Method: A new method to assess driver behavior and controllability of system limits in real traffic is presented: By using assisted driving functions of series vehicles, higher assisted functions can be simulated in the user interface and additional functional features can be implemented, such as automated lane changes that can be triggered by a trained safety driver sitting on the passenger seat. Thereby, it is possible to assess fundamental Human Factors aspects, such as mode confusion, overreliance or overtrust, under highly realistic study conditions or even assess controllability of lateral steering errors in real traffic. A realistic driving study to assess controllability of such system limits while driving SAE Level 2 hands-free is presented.
Results: Simulating new SAE Level 2 functions by using special test vehicles and trained safety drivers enables researchers to evaluate the driver's interaction with these functions under controlled and very realistic conditions.
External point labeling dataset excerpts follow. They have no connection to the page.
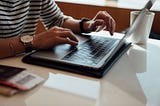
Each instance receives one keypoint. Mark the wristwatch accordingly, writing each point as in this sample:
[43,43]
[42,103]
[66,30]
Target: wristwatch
[27,42]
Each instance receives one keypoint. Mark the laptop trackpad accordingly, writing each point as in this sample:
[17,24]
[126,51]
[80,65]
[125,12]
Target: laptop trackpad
[56,52]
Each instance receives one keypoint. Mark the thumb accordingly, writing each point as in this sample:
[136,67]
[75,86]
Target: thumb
[95,25]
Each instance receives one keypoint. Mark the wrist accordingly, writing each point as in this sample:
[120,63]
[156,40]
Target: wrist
[83,25]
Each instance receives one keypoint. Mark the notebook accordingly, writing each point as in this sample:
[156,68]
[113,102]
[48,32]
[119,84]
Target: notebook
[94,56]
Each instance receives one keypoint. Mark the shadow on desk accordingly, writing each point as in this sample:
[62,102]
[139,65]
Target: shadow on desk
[124,79]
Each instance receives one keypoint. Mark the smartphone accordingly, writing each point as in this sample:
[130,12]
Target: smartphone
[19,78]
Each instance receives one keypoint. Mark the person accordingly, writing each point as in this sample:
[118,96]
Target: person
[19,18]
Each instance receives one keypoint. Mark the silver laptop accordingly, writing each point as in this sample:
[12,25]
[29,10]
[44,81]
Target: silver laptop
[94,56]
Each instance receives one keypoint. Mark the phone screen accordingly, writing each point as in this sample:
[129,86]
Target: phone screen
[9,71]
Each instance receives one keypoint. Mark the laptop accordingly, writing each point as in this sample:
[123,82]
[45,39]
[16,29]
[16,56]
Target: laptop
[94,56]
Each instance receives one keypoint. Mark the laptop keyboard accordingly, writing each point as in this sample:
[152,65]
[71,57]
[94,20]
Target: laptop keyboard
[91,51]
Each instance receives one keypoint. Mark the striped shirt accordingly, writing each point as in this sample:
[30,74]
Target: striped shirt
[20,17]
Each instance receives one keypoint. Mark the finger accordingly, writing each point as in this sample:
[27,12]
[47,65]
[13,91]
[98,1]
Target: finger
[68,34]
[111,26]
[97,25]
[56,28]
[68,41]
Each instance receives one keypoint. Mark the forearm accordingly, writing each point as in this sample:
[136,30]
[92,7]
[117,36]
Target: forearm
[10,47]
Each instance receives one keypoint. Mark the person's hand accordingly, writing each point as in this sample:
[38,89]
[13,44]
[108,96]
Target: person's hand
[102,21]
[54,36]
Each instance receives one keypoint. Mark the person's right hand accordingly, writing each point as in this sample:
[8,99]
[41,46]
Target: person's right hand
[54,36]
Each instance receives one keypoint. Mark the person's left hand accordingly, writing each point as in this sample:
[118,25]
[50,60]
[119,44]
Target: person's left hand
[102,21]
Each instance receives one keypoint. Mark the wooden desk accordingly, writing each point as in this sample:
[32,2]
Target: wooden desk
[119,11]
[134,80]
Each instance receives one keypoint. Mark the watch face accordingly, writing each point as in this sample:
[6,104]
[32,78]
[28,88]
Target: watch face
[27,39]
The results of such studies can help to identify risks and, thereby, define appropriate measures to address and minimize them. Moreover, hypotheses about driver behavior can be tested and validated to support a safety-oriented development process. The results of the presented study on controllability of sudden steering errors show that attentive drivers are able to control system-detected as well as system-undetected lane drifts while driving SAE Level 2 hands-free. Differences in reaction times were significantly correlated with if the steering error occurred and an urgent warning was triggered or if the lane drift was undetected by the system and no warning was issued.
Conclusion: Evaluating driver behavior in real traffic while using SAE Level 2 systems is necessary to assess safety in use of these functions before introducing them into the market. Simulating new systems in series vehicles helps getting important insights into driver behavior while using such functions. System limits to be expected can be presented and controllability of the resulting situations can be assessed as well as driver reactions in terms of reaction times and quality of intervention.
Keywords: SAE Level 2 Hands-Free Driving, Safety in Use, Human Factors |